I had a dream last night that we were eating cake at Mercy...hahaha. I'm furious I didn't see you.
This cougar at my work just said "big breasts" referring to poultry... Still resulted in a boner.
Just did a line with a monopoly bill. Tell me I'm not fancy.
dude she has hot friends.. do you want blonde brunette or red head.. maybe asian?
what is this build-a-bear? .. just gimme one thats breathing
Dude also, my grandma got me condoms for easter and kind of winked. I don't know what to think
We talked him into tasing himself.
Dude she flew me 1000 miles down to see her, broke up with me 7 hrs after arrival, and kicked me out with a week left til I fly home. Thank god college taught me how to shack up
Someone asked me why we were having sex on the porch last night. All I remember is him saying he wanted the recruits to see. This has got to stop.

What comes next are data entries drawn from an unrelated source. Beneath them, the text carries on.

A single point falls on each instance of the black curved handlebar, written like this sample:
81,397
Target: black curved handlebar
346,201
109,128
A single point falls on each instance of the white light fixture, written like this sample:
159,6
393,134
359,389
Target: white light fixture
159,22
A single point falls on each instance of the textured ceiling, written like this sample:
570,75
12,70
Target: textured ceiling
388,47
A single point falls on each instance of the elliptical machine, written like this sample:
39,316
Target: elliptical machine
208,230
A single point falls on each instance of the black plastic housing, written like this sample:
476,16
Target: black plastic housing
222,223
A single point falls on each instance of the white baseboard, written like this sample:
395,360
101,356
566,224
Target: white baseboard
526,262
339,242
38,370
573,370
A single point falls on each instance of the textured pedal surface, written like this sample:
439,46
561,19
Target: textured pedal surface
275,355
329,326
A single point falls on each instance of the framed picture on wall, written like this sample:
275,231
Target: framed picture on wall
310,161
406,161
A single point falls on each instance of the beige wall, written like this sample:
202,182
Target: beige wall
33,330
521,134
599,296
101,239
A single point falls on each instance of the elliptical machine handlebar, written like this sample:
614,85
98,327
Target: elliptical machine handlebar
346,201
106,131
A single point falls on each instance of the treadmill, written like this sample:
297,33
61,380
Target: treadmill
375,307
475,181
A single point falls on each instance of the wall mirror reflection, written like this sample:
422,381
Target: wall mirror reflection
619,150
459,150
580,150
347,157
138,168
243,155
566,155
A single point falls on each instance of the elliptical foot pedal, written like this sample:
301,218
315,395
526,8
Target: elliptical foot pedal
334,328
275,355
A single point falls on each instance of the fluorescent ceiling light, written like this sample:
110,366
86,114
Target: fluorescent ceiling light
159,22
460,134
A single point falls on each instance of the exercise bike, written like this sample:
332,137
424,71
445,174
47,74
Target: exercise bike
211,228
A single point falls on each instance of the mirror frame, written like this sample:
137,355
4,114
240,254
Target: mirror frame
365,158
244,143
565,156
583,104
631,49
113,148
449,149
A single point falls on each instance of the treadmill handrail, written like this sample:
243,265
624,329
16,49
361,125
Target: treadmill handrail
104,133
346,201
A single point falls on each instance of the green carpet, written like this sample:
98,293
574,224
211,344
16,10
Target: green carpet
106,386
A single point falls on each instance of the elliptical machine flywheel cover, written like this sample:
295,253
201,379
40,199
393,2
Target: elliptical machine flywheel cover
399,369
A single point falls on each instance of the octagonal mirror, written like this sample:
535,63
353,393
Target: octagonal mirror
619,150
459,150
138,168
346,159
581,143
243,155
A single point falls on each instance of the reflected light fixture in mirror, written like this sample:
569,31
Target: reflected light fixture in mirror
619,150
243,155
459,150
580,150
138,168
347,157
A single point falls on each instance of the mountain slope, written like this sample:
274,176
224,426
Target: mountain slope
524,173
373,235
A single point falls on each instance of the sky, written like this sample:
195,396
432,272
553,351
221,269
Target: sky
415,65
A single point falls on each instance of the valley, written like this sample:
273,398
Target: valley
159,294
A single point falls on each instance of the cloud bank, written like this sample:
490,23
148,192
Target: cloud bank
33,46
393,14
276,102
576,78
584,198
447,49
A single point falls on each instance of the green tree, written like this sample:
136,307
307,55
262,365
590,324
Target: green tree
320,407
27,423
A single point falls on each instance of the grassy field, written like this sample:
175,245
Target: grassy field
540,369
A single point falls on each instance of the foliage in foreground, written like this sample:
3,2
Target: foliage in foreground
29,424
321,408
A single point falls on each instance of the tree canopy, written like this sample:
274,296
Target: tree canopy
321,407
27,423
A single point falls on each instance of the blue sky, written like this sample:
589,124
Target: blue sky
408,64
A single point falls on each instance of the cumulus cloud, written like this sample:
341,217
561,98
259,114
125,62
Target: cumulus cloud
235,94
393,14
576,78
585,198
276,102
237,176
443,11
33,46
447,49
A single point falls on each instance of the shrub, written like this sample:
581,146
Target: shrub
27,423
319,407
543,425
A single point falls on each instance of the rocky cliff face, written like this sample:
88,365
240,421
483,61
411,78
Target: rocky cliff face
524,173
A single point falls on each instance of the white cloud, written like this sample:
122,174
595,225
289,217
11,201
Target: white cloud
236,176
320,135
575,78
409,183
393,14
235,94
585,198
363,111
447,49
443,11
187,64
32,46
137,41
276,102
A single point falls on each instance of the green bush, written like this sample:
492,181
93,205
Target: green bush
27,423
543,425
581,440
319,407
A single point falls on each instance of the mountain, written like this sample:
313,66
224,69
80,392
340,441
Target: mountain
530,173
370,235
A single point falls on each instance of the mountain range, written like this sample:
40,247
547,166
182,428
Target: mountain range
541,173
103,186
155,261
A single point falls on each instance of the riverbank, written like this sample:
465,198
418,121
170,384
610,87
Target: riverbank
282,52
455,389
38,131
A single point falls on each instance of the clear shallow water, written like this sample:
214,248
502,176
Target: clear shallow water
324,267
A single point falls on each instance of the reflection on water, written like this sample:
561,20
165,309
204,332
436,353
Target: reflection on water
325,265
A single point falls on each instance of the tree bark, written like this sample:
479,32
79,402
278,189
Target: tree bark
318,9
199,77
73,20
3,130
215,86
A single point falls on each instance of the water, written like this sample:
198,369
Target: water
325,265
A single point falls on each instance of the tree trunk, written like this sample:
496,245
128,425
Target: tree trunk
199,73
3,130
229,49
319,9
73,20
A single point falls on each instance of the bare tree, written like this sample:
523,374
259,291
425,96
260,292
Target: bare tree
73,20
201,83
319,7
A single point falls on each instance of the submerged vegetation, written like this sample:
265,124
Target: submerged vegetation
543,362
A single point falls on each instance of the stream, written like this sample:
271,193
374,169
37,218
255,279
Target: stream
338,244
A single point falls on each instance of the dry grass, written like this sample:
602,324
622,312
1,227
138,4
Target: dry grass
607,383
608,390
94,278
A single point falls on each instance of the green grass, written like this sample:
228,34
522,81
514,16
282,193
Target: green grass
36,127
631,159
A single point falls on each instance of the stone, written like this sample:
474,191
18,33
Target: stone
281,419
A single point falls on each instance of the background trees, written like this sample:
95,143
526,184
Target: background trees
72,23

Im at that shitty point in my day where I start planning night activities while finger dipping vyvance off of my desk, you got any plans?
I forgot to tell you. Your neighbor was walking his tiny dog and saw me crawl out of my jeep drunk vomiting and holding onto my bumper. He just said: morning! all friendly.
Shawn wouldn't stop singing about his cock on the ride home that night it freaked my girlfriend out how consistent he was
xanax give me strength to not ask where we stand with booty calls
I puked on his mom. Not my proudest moment
Do you know why I woke up with a half peeled lemon in my purse with a post-it that said "eat me" on it?